The flip side of this, though, is the OP seems to expect him to contribute 50% despite earning far less (except for luxuries she graciously treats him to) and hasn't mentioned how he'd be funded (as the lowest earner paying a larger proportion of his salary towards costs) in his period of shared parental leave.
It's really hard to see who is wrong and who is right here, but I can say clearly that if I was earning less than half of my partner and being expected to pay half of essential household costs, I'd be very, very reluctant to commit to taking on childcare that would mean a loss of my earnings, because it is clear that in that scenario that the higher earner saw their salary as theirs and not family money.
So all income in the pot, bills paid, joint savings topped up, joint (and child) spends accounted and paid for for, remainder split equally for equal spends each regardless of earnings. Once that is done, then it's reasonable to discuss who drops hours at work (with compensation for loss of pension) and what childcare is needed etc, safe in the knowledge that both parents will be financially secure.
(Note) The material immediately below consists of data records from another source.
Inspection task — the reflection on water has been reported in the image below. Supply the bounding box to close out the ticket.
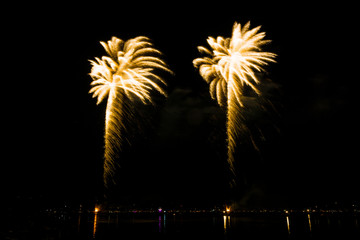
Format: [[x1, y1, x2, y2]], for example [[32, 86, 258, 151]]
[[286, 216, 290, 235], [93, 211, 97, 238], [7, 211, 360, 240], [223, 215, 230, 233], [308, 213, 311, 232]]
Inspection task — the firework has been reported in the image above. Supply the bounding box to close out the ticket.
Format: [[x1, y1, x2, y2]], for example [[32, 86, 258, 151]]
[[89, 36, 171, 186], [193, 22, 276, 176]]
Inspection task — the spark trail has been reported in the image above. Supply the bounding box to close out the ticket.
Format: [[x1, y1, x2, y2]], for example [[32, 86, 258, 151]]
[[89, 36, 172, 186], [193, 22, 276, 182]]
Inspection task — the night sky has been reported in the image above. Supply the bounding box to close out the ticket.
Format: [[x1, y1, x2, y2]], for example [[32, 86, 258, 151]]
[[1, 1, 360, 208]]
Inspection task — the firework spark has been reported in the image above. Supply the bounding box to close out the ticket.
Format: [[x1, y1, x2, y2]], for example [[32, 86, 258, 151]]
[[89, 36, 171, 186], [193, 22, 276, 177]]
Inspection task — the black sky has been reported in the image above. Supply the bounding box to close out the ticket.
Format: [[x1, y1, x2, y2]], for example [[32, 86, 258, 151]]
[[1, 1, 360, 207]]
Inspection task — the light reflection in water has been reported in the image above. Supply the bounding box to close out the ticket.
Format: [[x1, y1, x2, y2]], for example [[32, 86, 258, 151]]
[[93, 211, 97, 238], [286, 216, 290, 235], [223, 215, 231, 232], [159, 215, 162, 232]]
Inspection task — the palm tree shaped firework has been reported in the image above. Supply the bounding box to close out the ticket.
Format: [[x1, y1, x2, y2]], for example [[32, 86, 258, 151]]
[[89, 36, 171, 186], [193, 22, 276, 180]]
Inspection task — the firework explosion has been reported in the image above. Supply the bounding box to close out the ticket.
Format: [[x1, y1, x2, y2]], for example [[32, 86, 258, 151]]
[[193, 22, 276, 178], [89, 36, 171, 186]]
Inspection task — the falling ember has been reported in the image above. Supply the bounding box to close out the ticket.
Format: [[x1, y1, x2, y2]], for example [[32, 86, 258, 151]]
[[286, 216, 290, 235], [193, 22, 276, 180], [93, 208, 99, 238], [89, 36, 171, 186]]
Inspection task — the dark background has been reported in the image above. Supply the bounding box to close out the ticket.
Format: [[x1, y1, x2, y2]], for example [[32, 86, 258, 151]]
[[1, 1, 360, 206]]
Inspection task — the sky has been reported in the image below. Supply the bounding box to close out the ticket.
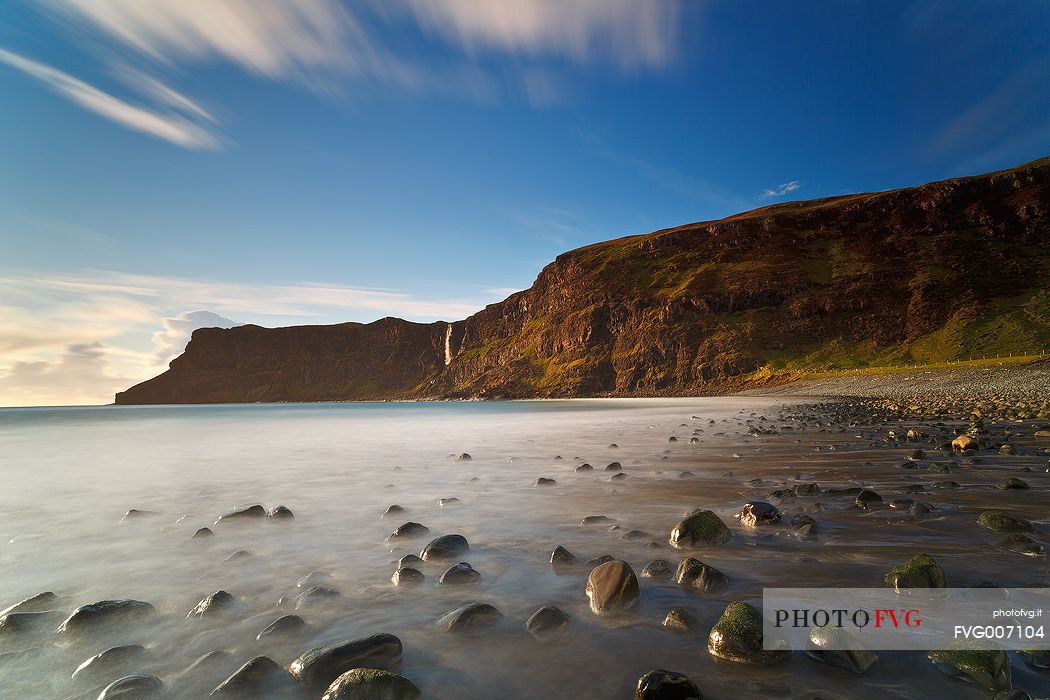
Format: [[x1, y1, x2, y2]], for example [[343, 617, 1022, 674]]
[[0, 0, 1050, 406]]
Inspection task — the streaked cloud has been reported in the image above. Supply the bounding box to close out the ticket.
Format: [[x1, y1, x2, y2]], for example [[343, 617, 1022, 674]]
[[0, 48, 221, 149], [153, 309, 243, 365], [401, 0, 681, 69], [758, 179, 802, 199]]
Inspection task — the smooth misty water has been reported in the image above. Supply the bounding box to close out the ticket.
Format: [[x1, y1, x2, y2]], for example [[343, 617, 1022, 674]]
[[0, 398, 1047, 700]]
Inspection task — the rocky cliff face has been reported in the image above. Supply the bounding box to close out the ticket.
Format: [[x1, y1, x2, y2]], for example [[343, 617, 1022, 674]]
[[117, 158, 1050, 403]]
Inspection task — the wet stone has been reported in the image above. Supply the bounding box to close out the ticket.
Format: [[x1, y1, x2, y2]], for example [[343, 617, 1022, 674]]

On £38K a year, it's reasonably likely that it makes financial sense for OP to be the breadwinner and go to work full time, and him to be the care giver, maybe working part time to keep his skills up to date. And of course chores would fall mainly to the one who works outside of the home, since the SAHP is working 24/7 compared to the workers 8/5. But for sure, the SAHP needs equal access to money plus their pension topped up. And no-one on Mumsnet would be advising a woman who's higher earning partner expected her to contribute 50% to quit/pause their jobs to be a SAHM.